Don't let me startle you showing up blogside unannounced. I just thought I'd jot down an observance I made while going over some photos from a recent family trip.
I took a few of the usual "See, look, we've left the house!" pics of the various things we saw and experienced while on our getaway to Big Cedar.(BEAUTIFUL place, by the way.)
But now I'll deviate to the less predictable but palpably deeper reason I'm here.
Upon checking the pic my mom took of the hubby and myself, I happened to notice my nose had taken a stronger role on my face than it normally does. In the first photo I chalked it up to indiscriminate posing but then it went on to repeat its flared looks in each shot to follow. I'm not sure what this means. I don't even think it seems bigger than usual in that way that people say your nose keeps growing as you age. I just found it to be more nostril forward.
(I've got flare)
I wonder why my face is morphing before my eyes- under my eyes. I didn't feel I was the least bit stressed or strained, fatter or thinner than I was a smooth-nostriled couple months ago. It was simply as if I now found the world to be just a tiny bit stinkier than before. And you know what? Maybe. I. do.
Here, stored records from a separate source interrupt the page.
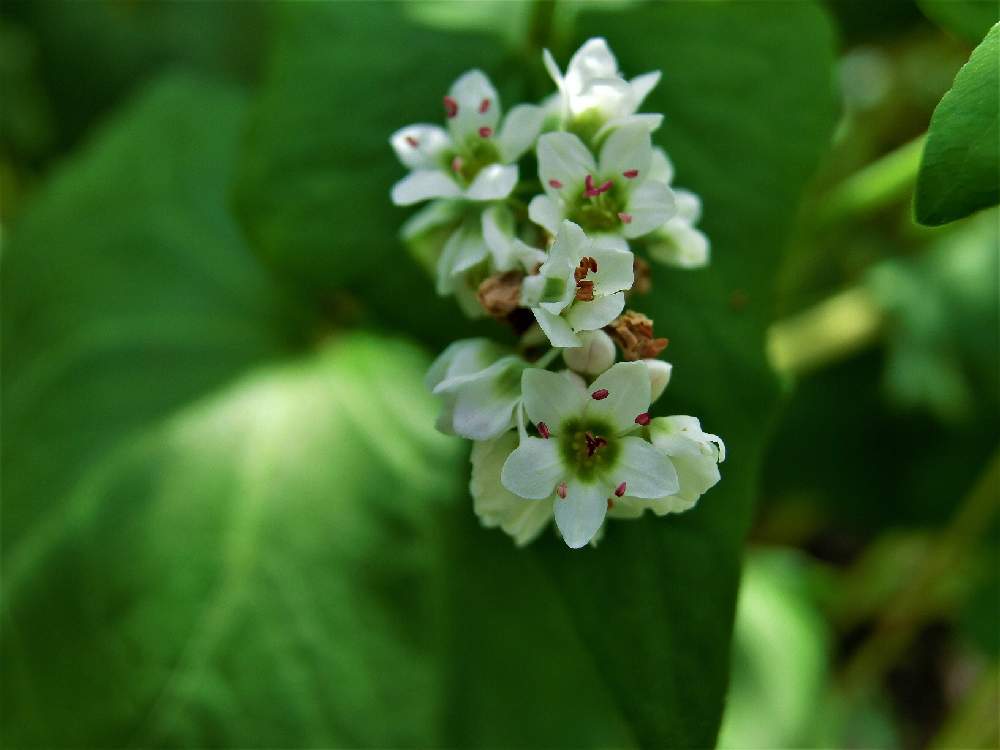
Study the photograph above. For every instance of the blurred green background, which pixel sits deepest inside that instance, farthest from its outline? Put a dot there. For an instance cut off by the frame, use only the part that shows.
(227, 520)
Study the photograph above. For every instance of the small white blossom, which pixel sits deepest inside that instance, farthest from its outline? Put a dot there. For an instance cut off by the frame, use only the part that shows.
(595, 354)
(472, 159)
(677, 242)
(584, 455)
(618, 195)
(594, 96)
(580, 287)
(479, 383)
(694, 454)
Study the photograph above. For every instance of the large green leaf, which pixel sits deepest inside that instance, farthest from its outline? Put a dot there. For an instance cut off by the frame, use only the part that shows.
(960, 171)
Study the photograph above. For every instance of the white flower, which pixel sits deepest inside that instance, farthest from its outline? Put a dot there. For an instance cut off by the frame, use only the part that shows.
(580, 287)
(617, 196)
(495, 504)
(584, 455)
(694, 454)
(594, 96)
(595, 354)
(480, 384)
(678, 242)
(472, 159)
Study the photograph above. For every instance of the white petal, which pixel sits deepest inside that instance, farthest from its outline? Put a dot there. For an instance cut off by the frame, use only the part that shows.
(424, 184)
(615, 270)
(593, 60)
(557, 330)
(421, 146)
(580, 514)
(589, 316)
(548, 399)
(484, 406)
(647, 472)
(533, 469)
(650, 205)
(627, 148)
(545, 212)
(642, 85)
(627, 384)
(469, 92)
(563, 164)
(495, 504)
(493, 183)
(519, 130)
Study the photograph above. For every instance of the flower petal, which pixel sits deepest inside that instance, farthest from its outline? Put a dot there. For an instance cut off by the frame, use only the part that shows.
(627, 148)
(650, 205)
(533, 469)
(589, 316)
(627, 384)
(549, 398)
(424, 184)
(420, 146)
(545, 212)
(615, 270)
(563, 164)
(580, 514)
(519, 130)
(469, 93)
(493, 183)
(647, 472)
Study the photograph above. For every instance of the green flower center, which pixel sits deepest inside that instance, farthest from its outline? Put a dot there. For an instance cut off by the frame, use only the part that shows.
(588, 446)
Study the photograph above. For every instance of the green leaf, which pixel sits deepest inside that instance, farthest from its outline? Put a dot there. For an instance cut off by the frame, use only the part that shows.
(317, 168)
(968, 19)
(202, 548)
(749, 108)
(960, 171)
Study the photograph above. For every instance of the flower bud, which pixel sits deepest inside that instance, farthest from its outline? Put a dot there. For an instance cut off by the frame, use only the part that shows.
(595, 356)
(659, 375)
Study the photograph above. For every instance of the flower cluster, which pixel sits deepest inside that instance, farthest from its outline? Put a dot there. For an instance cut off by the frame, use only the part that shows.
(551, 255)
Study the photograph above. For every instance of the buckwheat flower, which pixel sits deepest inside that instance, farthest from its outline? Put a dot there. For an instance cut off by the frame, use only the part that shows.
(584, 456)
(579, 287)
(479, 383)
(616, 196)
(594, 96)
(694, 454)
(475, 158)
(677, 242)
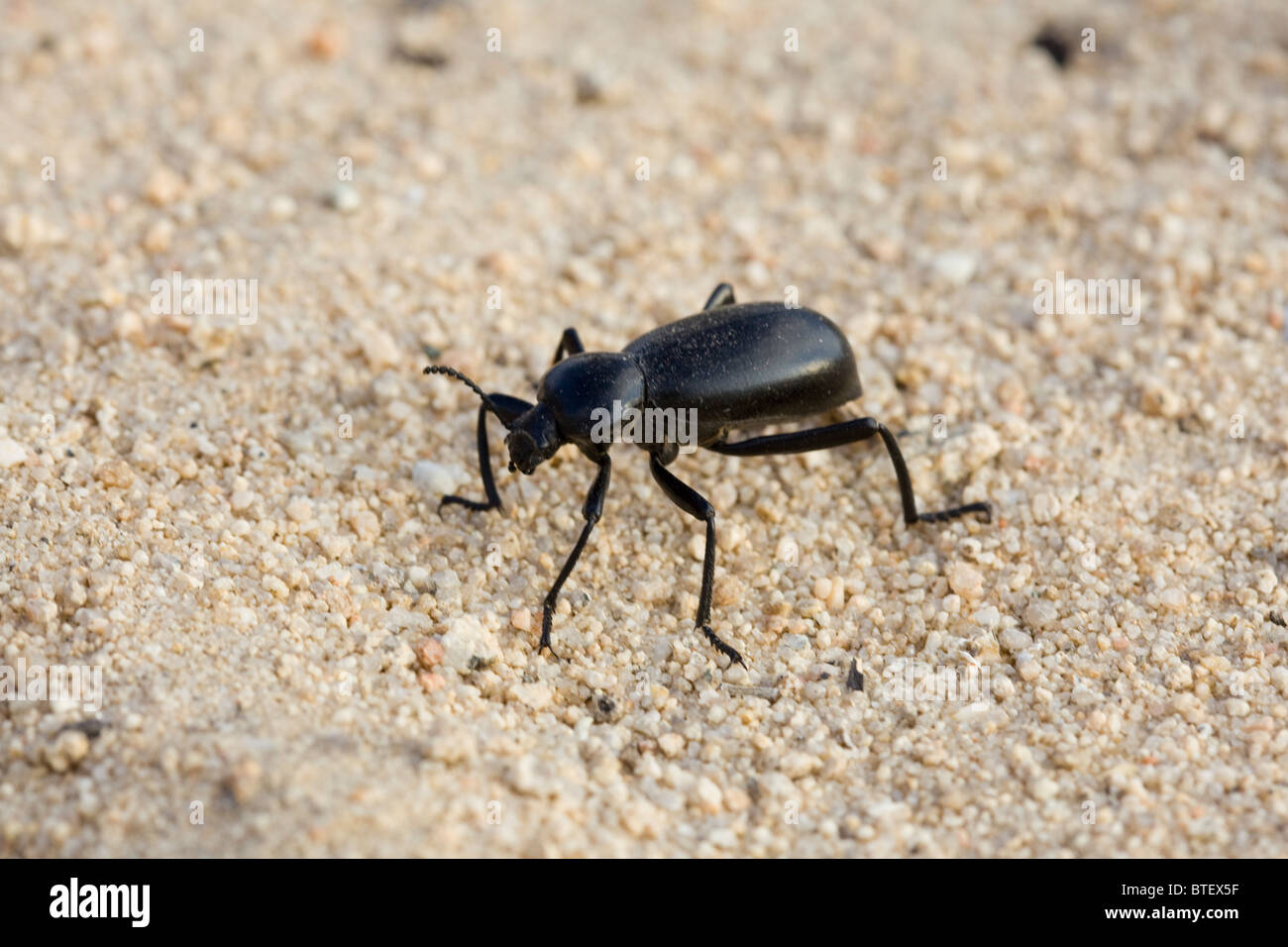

Now, what about you? Is your nose behaving? Have you glanced in the mirror recently and seen a droopy eyed sharp shnozzed guy or gal gazing back? Perhaps there are two of you now?
Maybe this is just what forty-two looks like for me without the use of daily moisturizer. I rather hoped I'd age like a fine cheese since I eat so much of it, but apparently I'm taking a more of a Pete's Dragon approach to the decades ahead. Hey, at least I've got some tufted pink hair in my future! Now, off to practice my harmless quizzical look.